マルクス主義がどうもぴんと来ないんです」と言ったら、「それはウチダ君に階級的自覚が足りないからだ。まずマルクスを読み給え」という革命的同志が昔いた。
フェミニズムがどうもしっくり来ないんです」と言ったら、「それはあなたが父権制から受益しているセクシスト強者だからよ。いいから上野千鶴子を読みなさい」というフェミニスト同志が昔いた。
何か変、と私は思った。
だから、私にはニートの気持ちがちょっとだけわかるような気がするのである。
「どうも勉強する気にも働く気にもならないんです。つうか、金ってそんなに大事ですか」と言ったら、「何を言ってるんだ。さ、お金上げるから、勉強して、仕事をしなさい」と言われても。

skypeとニート論内田樹の研究室

まず、「学びからの逃走・労働からの逃走」が本当にトレンドになっているかどうかが疑われてよいわけだが、言っても聞きゃあしないだろうし、私もそういう大雑把な話の進め方は嫌いじゃないので、さしあたりトレンド認識に同調する。
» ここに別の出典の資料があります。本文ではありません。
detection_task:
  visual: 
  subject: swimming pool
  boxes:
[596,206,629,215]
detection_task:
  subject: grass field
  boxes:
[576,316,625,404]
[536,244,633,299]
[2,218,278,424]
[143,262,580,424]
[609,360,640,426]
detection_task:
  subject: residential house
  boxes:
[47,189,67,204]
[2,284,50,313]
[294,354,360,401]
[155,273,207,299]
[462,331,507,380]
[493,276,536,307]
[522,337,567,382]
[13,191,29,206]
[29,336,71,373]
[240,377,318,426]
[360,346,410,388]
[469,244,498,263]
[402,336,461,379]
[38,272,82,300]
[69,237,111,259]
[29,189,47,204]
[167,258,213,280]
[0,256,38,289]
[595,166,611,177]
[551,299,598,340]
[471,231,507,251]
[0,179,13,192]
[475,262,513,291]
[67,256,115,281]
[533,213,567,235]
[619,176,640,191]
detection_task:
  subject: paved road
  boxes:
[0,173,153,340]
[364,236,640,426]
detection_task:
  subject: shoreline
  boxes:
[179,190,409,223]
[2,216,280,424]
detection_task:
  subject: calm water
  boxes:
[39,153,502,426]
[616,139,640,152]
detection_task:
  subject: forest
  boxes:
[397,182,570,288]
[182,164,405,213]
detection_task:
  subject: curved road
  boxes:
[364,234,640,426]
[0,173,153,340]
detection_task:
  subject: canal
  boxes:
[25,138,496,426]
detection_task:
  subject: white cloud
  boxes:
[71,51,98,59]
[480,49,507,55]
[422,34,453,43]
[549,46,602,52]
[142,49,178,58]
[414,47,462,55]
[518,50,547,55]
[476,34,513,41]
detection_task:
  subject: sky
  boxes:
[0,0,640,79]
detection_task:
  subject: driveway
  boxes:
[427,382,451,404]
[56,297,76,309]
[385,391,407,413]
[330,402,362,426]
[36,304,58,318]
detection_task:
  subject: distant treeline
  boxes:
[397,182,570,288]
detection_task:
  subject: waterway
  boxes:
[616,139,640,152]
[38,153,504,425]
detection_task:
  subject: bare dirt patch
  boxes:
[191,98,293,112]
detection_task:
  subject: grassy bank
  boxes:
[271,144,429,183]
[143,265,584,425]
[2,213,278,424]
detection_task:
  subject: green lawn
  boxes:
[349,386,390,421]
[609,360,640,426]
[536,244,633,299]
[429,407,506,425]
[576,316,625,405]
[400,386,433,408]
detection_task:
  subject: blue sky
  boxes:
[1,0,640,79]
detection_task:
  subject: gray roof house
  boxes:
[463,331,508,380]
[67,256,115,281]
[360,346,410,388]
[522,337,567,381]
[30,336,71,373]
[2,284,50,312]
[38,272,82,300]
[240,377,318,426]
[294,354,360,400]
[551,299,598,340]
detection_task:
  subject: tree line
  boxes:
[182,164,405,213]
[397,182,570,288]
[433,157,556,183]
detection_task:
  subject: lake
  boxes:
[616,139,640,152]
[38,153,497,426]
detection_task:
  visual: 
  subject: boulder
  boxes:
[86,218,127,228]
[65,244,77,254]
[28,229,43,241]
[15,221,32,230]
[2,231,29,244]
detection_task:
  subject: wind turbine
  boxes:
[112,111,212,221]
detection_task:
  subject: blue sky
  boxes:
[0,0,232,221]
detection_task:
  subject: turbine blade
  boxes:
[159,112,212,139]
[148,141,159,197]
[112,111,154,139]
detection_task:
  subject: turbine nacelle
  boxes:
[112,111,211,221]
その上で描かれる対立構図は、かなり矮小化されていると思う(特に、非心理的問題=経済的問題=雇用問題という飛躍の連鎖によって、若者の内面以外の問題が一元化されている点)が、あくまで若者論のトレンドについて述べている部分でもあり、さしあたりここも辛抱しておこうか。もちろん、内田さんの若者論の二元的整理が現実の言論状況に照らして妥当かどうかは慎重に検討されてよいわけだが、ほら、私も内田さんも細かい話は好きじゃないので、とりあえず先に進もう。


「両方の問題」というのも、まぁ許容範囲かな。正確には、「両方の問題」というよりは、両者が絡み合っている、もしくは因果しているというところだろう。


その後の暴論ギャグはスルーしてあげるのが大人の思いやり。


さらに後がメインになってくるわけだが、ここで回りくどく言おうとされていることは、社会学で言う再帰的近代化の一言でほぼ片付けられると私は考えている。それまで自明の前提とされていた価値が動揺したために、「学びからの逃走・労働からの逃走」が起こるのである。だいたい、脱物質主義的価値観の台頭なんてことは、70年代から言われていることである。別に新しくもなんともない。そういった社会構造の変動と、それに伴う心理的変化などは、アカデミズムにとって今やそれこそ自明の前提ではないか?。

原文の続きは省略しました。